Zagryzłam ze zniecierpliwienia dolną wargę. Rosja opuścił dom dziś z samego rana w pośpiechu, żeby tylko nie spotkać się z upierdliwą siostrzyczką, a ona sama miała się tu zjawić w ciągu kilkunastu minut. Widząc, jak Rosja spieprza przed Białoruś napawało mnie śmiechem. Kto by pomyślał, że gościu tak panicznie się jej bał. Ja się tam cieszyłam, że Natalia przyjedzie. Co prawda, miała coś nie tak z głową, ale z autopsji wiedziałam, że Natalie, jedna mniej, jedna bardziej, są lekko pierdolnięte. Pozytywnie.

Miałam do niej mnóstwo pytań i miałam nadzieję, że przyjaciółka z czasów pokoju mi na nie skrupulatnie odpowie. Bo jak nie, to... to nie wiem.

Spojrzałam na Litwę, który poprawiał mundur z pewną obsesją w oczach. Obserwowałam go chwilę, po czym mruknęłam:

— A ja coś wiem~.

— Huh? — Rzucił mi dziwne spojrzenie, jakby nie ogarniając, o co mi chodzi. Pochyliłam się więc do niego z szerokim uśmiechem.

— Ptaszki mi wyćwierkały, że ktoś tu jest zakochany w Białorusi~. Hehe~.

— HUH?! — Spanikował i potrząsnął głową, oblewając się przy tym sporym rumieńcem. Zachichotałam i trąciłam go porozumiewawczo łokciem.

— No weź, nie musisz tego przede mną ukrywać. To moja przyjaciółka, mogę jej szepnąć jakieś miłe dwa słówka~.

— Natalia, ochłoń — odpowiedział, wpadając w panikę na samą myśl, że mogłabym faktycznie szepnąć jakieś dwa słowa za dużo, przez co Białoruś zrobi z nas wszystkich mozaiki na ścianach.

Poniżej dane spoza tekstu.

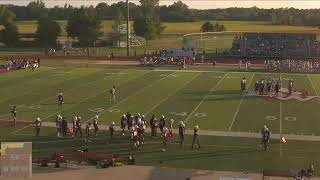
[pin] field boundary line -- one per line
(125, 99)
(231, 72)
(43, 100)
(204, 97)
(73, 105)
(218, 133)
(313, 86)
(239, 105)
(18, 130)
(84, 100)
(25, 92)
(174, 92)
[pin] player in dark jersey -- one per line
(277, 89)
(256, 87)
(123, 123)
(60, 100)
(14, 114)
(265, 138)
(37, 125)
(195, 136)
(165, 138)
(78, 126)
(181, 133)
(162, 123)
(243, 84)
(111, 131)
(95, 125)
(88, 134)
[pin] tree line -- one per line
(83, 24)
(176, 12)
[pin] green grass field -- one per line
(210, 99)
(172, 36)
(213, 105)
(190, 27)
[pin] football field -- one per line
(210, 99)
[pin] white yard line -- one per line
(280, 114)
(312, 84)
(212, 89)
(239, 105)
(232, 72)
(125, 99)
(169, 95)
(25, 92)
(44, 100)
(18, 130)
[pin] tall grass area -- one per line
(172, 36)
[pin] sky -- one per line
(195, 4)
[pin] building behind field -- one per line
(281, 45)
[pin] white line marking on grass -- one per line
(204, 97)
(280, 114)
(125, 99)
(71, 107)
(71, 89)
(312, 84)
(18, 130)
(233, 72)
(82, 102)
(239, 105)
(169, 95)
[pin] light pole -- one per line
(128, 29)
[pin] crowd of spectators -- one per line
(20, 63)
(293, 65)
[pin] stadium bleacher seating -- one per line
(275, 45)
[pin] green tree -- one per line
(6, 16)
(102, 10)
(9, 35)
(85, 25)
(36, 9)
(117, 34)
(207, 27)
(47, 33)
(148, 24)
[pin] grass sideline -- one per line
(171, 38)
(210, 99)
(216, 153)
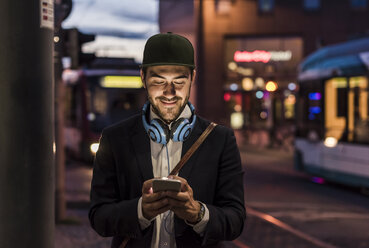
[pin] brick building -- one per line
(246, 43)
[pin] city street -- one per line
(285, 208)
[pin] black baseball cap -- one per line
(168, 49)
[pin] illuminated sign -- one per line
(262, 56)
(133, 82)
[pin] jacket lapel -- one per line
(141, 144)
(186, 169)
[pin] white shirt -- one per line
(163, 234)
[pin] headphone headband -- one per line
(159, 132)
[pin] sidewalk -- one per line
(75, 231)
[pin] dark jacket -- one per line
(123, 163)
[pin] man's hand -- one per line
(182, 203)
(153, 203)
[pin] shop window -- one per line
(359, 4)
(266, 6)
(358, 110)
(311, 5)
(309, 112)
(223, 7)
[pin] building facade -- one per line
(251, 50)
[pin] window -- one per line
(223, 6)
(359, 4)
(311, 5)
(266, 6)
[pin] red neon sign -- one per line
(255, 56)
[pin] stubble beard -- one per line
(168, 115)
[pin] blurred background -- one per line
(290, 77)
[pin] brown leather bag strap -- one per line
(193, 148)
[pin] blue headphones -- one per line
(159, 132)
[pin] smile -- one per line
(168, 103)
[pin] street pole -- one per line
(200, 101)
(26, 124)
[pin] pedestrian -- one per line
(209, 206)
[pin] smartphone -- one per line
(166, 184)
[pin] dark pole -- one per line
(26, 124)
(200, 97)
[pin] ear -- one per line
(142, 78)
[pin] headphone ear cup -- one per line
(160, 130)
(180, 130)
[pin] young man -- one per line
(210, 205)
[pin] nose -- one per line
(169, 89)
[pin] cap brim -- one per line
(166, 63)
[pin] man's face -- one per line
(168, 89)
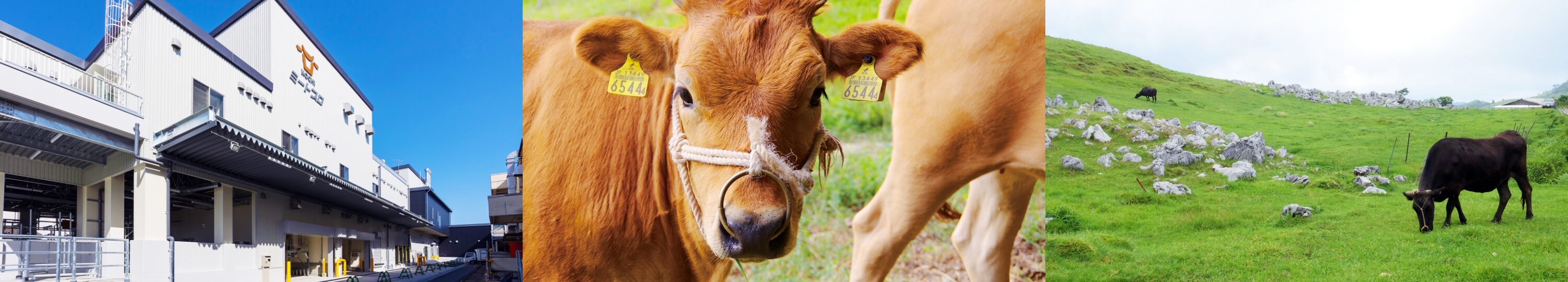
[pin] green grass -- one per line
(1120, 232)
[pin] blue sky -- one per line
(1463, 49)
(457, 109)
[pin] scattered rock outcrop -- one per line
(1170, 189)
(1133, 159)
(1139, 115)
(1093, 132)
(1250, 149)
(1158, 167)
(1296, 210)
(1172, 152)
(1302, 179)
(1239, 170)
(1366, 170)
(1373, 99)
(1071, 163)
(1104, 107)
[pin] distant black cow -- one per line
(1147, 91)
(1471, 165)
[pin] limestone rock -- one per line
(1093, 132)
(1366, 170)
(1296, 210)
(1170, 189)
(1071, 163)
(1250, 149)
(1170, 152)
(1239, 170)
(1133, 159)
(1139, 115)
(1106, 160)
(1158, 167)
(1139, 135)
(1101, 105)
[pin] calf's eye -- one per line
(816, 96)
(686, 98)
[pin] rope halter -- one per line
(761, 162)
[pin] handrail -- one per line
(62, 257)
(26, 57)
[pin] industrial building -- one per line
(240, 154)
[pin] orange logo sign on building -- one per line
(308, 60)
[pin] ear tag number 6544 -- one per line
(864, 85)
(629, 80)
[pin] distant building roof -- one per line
(411, 168)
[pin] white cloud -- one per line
(1435, 48)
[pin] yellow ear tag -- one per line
(864, 85)
(629, 80)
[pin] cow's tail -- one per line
(948, 212)
(888, 10)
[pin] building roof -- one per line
(411, 168)
(197, 32)
(432, 193)
(287, 10)
(175, 16)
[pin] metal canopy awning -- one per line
(218, 146)
(38, 135)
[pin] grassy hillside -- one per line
(1231, 234)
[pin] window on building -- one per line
(203, 98)
(291, 143)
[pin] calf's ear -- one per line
(607, 41)
(893, 48)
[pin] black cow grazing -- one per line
(1471, 165)
(1150, 93)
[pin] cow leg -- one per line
(1503, 201)
(897, 212)
(1454, 203)
(998, 203)
(1525, 192)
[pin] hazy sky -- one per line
(1435, 48)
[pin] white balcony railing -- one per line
(44, 65)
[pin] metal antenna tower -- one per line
(117, 41)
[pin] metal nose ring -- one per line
(723, 220)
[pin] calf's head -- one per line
(748, 76)
(1421, 201)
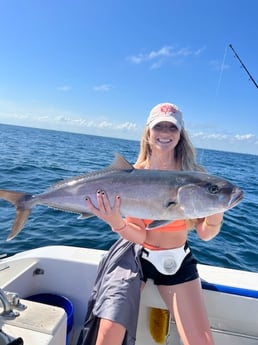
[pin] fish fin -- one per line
(120, 163)
(86, 215)
(22, 214)
(157, 224)
(20, 219)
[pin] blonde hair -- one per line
(184, 152)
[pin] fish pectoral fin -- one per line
(86, 215)
(157, 224)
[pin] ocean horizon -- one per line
(33, 159)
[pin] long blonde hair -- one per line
(184, 152)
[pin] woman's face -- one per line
(164, 136)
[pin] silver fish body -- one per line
(159, 195)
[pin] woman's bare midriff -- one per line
(166, 240)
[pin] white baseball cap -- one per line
(167, 112)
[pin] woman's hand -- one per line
(104, 210)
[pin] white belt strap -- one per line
(167, 261)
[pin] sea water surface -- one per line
(34, 159)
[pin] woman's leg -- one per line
(110, 333)
(186, 302)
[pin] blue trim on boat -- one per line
(230, 289)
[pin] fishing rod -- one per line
(243, 65)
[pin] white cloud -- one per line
(64, 88)
(244, 136)
(102, 88)
(157, 57)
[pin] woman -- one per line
(166, 257)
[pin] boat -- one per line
(69, 273)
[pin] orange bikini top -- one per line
(176, 225)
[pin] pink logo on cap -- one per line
(167, 108)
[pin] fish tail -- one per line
(18, 199)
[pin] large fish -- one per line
(159, 195)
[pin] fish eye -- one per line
(213, 188)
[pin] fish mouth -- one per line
(236, 197)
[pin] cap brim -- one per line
(154, 122)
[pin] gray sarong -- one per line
(116, 293)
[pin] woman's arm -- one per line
(208, 227)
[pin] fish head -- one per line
(206, 195)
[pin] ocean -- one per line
(34, 159)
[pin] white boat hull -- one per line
(71, 272)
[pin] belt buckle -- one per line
(170, 264)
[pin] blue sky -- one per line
(98, 67)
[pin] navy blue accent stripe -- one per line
(230, 289)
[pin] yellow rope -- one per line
(158, 324)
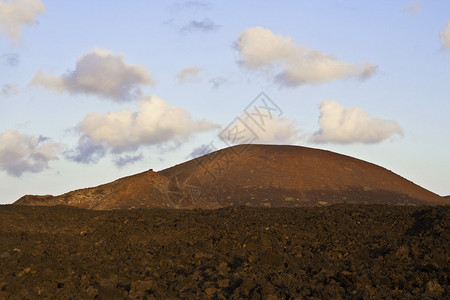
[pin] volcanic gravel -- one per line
(336, 252)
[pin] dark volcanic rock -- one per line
(334, 252)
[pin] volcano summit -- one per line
(252, 175)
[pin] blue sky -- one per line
(91, 91)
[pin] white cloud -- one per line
(15, 14)
(9, 90)
(351, 125)
(413, 8)
(204, 25)
(20, 153)
(294, 64)
(445, 36)
(189, 75)
(100, 73)
(154, 123)
(122, 161)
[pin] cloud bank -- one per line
(189, 75)
(204, 25)
(445, 36)
(99, 73)
(351, 125)
(16, 14)
(154, 123)
(10, 59)
(20, 153)
(293, 64)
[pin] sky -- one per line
(91, 91)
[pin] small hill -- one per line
(252, 175)
(143, 190)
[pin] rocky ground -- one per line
(342, 251)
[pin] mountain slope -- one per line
(272, 175)
(255, 175)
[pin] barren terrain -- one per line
(340, 251)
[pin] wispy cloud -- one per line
(189, 75)
(86, 152)
(201, 5)
(9, 90)
(216, 82)
(342, 125)
(21, 153)
(292, 64)
(155, 123)
(16, 14)
(100, 73)
(204, 25)
(122, 161)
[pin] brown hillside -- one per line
(255, 175)
(143, 190)
(272, 175)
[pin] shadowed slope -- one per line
(256, 175)
(272, 175)
(142, 190)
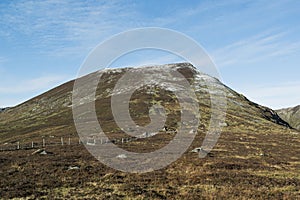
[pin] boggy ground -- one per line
(253, 165)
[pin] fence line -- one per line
(46, 142)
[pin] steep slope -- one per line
(256, 156)
(51, 114)
(291, 115)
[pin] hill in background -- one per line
(256, 157)
(291, 115)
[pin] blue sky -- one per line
(255, 44)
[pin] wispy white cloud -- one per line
(31, 85)
(64, 27)
(253, 49)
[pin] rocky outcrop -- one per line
(291, 115)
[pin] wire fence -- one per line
(63, 141)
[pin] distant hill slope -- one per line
(291, 115)
(50, 114)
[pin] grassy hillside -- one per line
(256, 157)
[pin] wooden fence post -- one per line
(44, 143)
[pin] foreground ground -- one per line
(241, 166)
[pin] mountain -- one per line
(291, 115)
(51, 113)
(256, 156)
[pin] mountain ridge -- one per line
(44, 110)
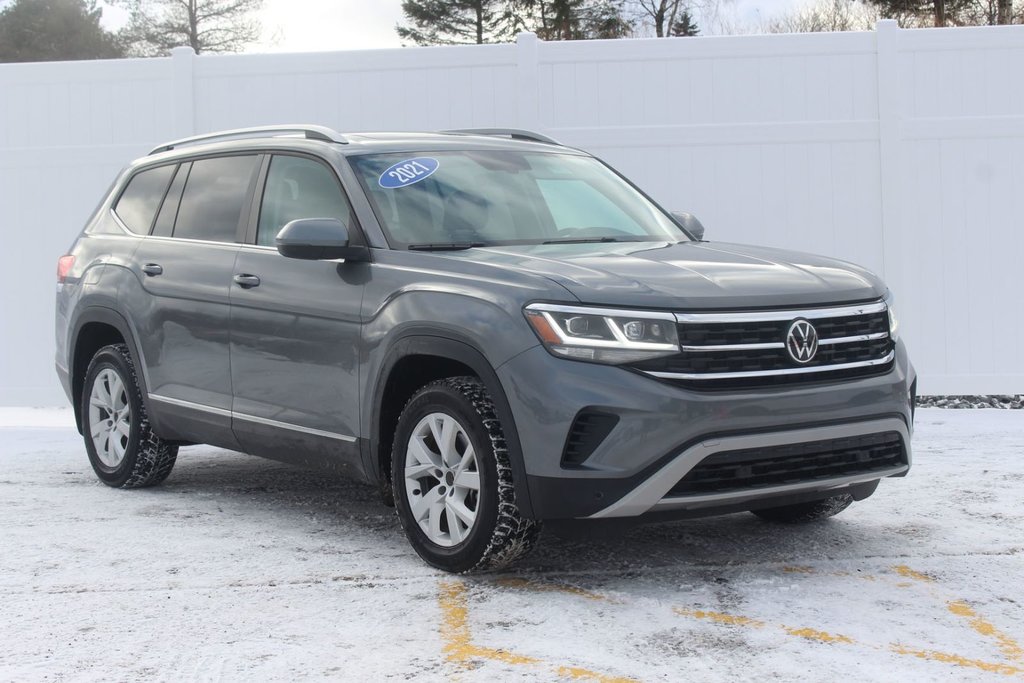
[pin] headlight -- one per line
(603, 335)
(893, 321)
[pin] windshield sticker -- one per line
(408, 172)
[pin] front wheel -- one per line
(453, 481)
(122, 449)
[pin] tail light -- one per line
(65, 264)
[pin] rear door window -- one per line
(214, 197)
(138, 203)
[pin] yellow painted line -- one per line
(459, 648)
(1005, 669)
(907, 572)
(584, 675)
(455, 621)
(819, 636)
(1010, 647)
(545, 587)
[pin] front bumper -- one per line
(663, 431)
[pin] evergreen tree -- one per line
(456, 22)
(54, 30)
(574, 19)
(684, 26)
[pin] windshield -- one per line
(469, 198)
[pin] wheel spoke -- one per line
(455, 527)
(436, 510)
(433, 452)
(119, 449)
(101, 392)
(423, 456)
(468, 479)
(417, 471)
(446, 444)
(118, 396)
(459, 508)
(421, 505)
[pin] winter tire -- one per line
(806, 512)
(453, 481)
(122, 449)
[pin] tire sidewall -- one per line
(110, 358)
(444, 398)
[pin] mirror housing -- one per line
(317, 240)
(689, 223)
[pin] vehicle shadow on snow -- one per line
(708, 545)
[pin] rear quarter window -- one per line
(138, 203)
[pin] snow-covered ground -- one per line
(239, 568)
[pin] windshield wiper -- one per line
(446, 246)
(581, 241)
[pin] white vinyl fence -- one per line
(902, 151)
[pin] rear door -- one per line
(295, 327)
(181, 307)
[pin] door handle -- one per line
(246, 281)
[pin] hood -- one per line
(688, 274)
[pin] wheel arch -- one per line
(450, 356)
(94, 328)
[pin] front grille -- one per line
(795, 463)
(745, 350)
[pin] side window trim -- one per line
(256, 202)
(160, 205)
(354, 229)
(124, 187)
(241, 227)
(183, 169)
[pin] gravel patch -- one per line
(996, 400)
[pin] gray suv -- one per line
(496, 330)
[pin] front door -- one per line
(295, 329)
(183, 307)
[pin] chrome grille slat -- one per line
(747, 349)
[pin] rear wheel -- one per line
(453, 481)
(122, 449)
(807, 512)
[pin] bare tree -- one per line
(207, 26)
(663, 14)
(826, 15)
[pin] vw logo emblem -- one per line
(802, 341)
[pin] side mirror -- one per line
(317, 240)
(689, 223)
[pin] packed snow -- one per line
(240, 568)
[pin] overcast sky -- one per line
(299, 26)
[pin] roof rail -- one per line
(514, 133)
(310, 132)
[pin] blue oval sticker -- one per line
(408, 172)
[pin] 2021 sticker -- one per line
(408, 172)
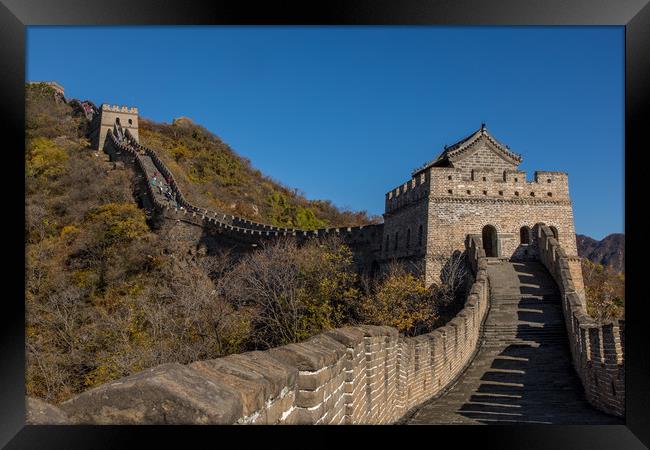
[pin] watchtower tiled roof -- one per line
(463, 148)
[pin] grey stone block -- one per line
(166, 394)
(43, 413)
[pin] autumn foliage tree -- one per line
(604, 290)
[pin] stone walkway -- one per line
(523, 372)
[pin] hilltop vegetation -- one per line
(106, 297)
(213, 176)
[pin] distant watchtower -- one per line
(108, 117)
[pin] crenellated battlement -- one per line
(597, 348)
(506, 185)
(481, 184)
(122, 109)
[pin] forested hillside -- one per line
(106, 296)
(213, 176)
(609, 251)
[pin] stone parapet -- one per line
(353, 375)
(597, 348)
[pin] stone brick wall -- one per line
(353, 375)
(597, 348)
(484, 157)
(105, 121)
(453, 202)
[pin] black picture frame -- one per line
(634, 15)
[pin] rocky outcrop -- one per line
(42, 413)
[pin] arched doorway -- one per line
(490, 242)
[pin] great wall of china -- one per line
(474, 369)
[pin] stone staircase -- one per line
(523, 371)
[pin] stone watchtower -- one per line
(475, 187)
(108, 117)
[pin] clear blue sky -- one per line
(345, 113)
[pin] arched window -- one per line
(490, 241)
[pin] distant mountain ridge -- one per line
(610, 251)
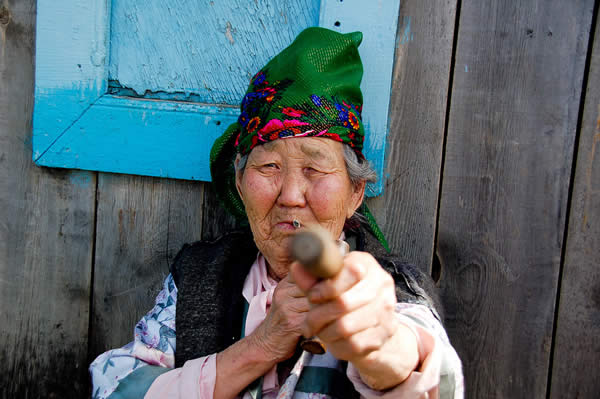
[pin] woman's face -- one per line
(302, 178)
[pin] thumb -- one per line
(301, 277)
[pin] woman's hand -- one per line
(279, 333)
(353, 314)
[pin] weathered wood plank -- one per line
(515, 100)
(142, 224)
(216, 221)
(577, 349)
(408, 209)
(46, 236)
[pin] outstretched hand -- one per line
(353, 314)
(279, 333)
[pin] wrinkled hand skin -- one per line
(277, 336)
(353, 314)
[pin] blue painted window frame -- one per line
(78, 124)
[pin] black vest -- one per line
(210, 276)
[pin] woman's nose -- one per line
(293, 189)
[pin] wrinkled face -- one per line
(301, 178)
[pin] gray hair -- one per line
(359, 170)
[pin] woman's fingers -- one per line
(360, 344)
(301, 277)
(356, 267)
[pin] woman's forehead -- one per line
(313, 147)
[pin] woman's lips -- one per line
(287, 225)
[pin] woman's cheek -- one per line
(328, 200)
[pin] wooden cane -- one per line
(320, 255)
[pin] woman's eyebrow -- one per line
(315, 153)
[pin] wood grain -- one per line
(515, 100)
(46, 236)
(142, 224)
(209, 49)
(216, 221)
(577, 349)
(407, 211)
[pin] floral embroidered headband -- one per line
(310, 89)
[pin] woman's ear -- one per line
(238, 176)
(358, 195)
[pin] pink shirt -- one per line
(196, 379)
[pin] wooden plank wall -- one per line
(46, 239)
(493, 185)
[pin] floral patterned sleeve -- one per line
(153, 345)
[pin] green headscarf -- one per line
(310, 89)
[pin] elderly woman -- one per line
(293, 159)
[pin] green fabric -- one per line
(326, 381)
(310, 89)
(136, 384)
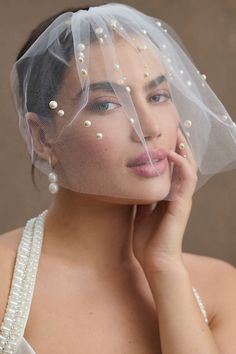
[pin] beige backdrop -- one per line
(208, 31)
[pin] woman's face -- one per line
(99, 166)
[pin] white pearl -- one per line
(53, 104)
(52, 177)
(81, 46)
(99, 30)
(99, 136)
(61, 113)
(188, 123)
(113, 23)
(53, 188)
(84, 72)
(120, 81)
(87, 123)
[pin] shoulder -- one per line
(215, 281)
(9, 242)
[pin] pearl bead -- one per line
(52, 177)
(61, 113)
(87, 123)
(84, 72)
(188, 123)
(99, 136)
(53, 188)
(113, 23)
(53, 104)
(81, 46)
(120, 81)
(99, 30)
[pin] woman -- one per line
(122, 169)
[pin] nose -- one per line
(149, 122)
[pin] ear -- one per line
(37, 131)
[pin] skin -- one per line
(68, 228)
(110, 261)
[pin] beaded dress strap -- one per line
(201, 306)
(23, 283)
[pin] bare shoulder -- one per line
(9, 242)
(214, 280)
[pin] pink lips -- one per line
(142, 159)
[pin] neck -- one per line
(88, 231)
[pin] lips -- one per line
(157, 154)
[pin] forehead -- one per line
(133, 59)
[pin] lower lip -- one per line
(149, 171)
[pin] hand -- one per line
(158, 234)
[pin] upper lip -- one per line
(157, 154)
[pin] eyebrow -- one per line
(108, 86)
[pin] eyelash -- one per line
(94, 107)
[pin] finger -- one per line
(186, 174)
(187, 150)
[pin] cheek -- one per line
(81, 150)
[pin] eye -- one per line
(161, 97)
(103, 106)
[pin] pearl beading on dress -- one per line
(23, 283)
(201, 306)
(20, 298)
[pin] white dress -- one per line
(12, 339)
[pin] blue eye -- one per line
(165, 96)
(102, 106)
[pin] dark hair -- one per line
(43, 65)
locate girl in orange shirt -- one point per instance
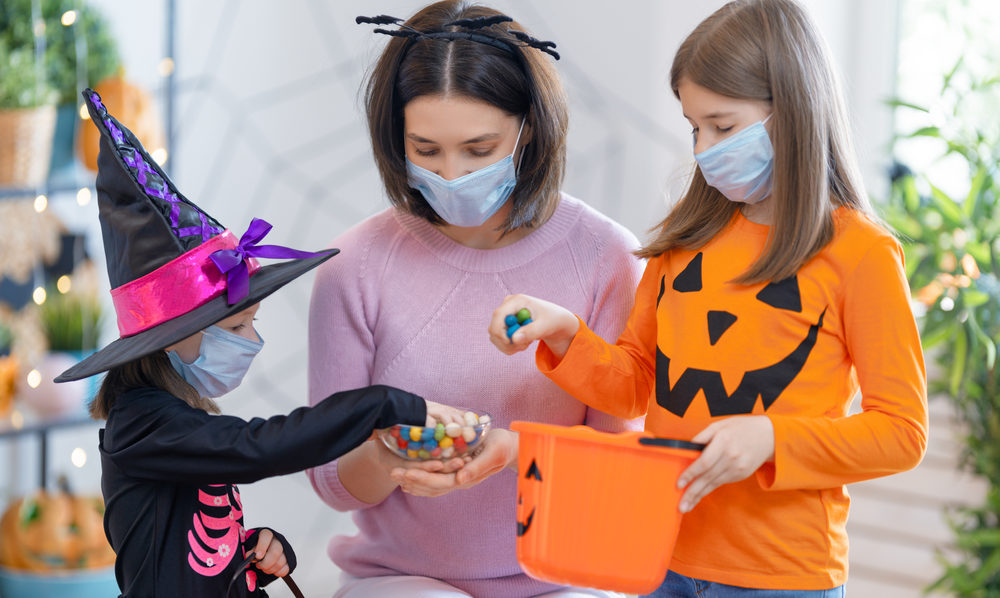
(772, 295)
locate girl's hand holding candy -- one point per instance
(521, 320)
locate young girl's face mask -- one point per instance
(740, 166)
(223, 361)
(471, 199)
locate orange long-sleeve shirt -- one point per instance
(698, 348)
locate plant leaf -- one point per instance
(957, 371)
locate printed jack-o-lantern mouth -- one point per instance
(767, 382)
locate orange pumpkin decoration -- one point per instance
(8, 382)
(133, 107)
(54, 531)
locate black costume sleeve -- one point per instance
(251, 542)
(153, 435)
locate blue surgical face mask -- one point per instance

Już otwierałam usta, by coś odpowiedzieć, gdy drzwi wejściowe się otworzyły i do środka weszła Białoruś z kamienną twarzą. Przejechała po nas wzrokiem, po czym spytała:

— Gdzie mój brat?

— Rosja musiał... — zaczął dyplomatycznie Liet, ale ja mu przerwałam:

— Spierdolił przed tobą już rano.

Liet przełknął głośno ślinę, a Bela zmrużyła na mnie oczy. Obserwowała mnie chwilę, a ja skrzyżowałam ręce na piersiach.

— Znam ten wzrok, Bela. Nie gap się tak na mnie. Nic mnie z twoim bratem nie łączy, prócz nienawiści. Nie zajebałam go we śnie tylko ze względu na ciebie.

— Gdzie reszta hołoty? — zapytała w końcu, nie spuszczając ze mnie podejrzliwego wzroku.

— Estonia w kuchni, a Łotwa sprząta. A co? Tęskniłaś za nami? — Machnęłam porozumiewawczo brwiami, a laska przekręciła oczami.

— Śląsk, idę się odświeżyć — mruknęła i minęła nas. — Idziesz ze mną.

— Ooooo~, będziemy się razem kąpać~? — zapytałam z wyszczerzem patrząc na Litwę i machając do niego sugerująco brwiami, a ten spalił buraka i odwrócił wzrok.

Bela przekręciła oczami i ruszyła przed siebie, a ja w podskokach podążyłam za nią.

— Nic się nie zmieniłaś — burknęła cicho. — Dalej jesteś dziecinna i irytująca.

— Po prostu cieszę się na twój widok — odpowiedziałam zgodnie z prawdą. — Nie jesteś moim wrogiem, Bela.

— Ale ty moim i owszem. I nie zawaham się ciebie ukarać, gdy zajdzie taka potrzeba.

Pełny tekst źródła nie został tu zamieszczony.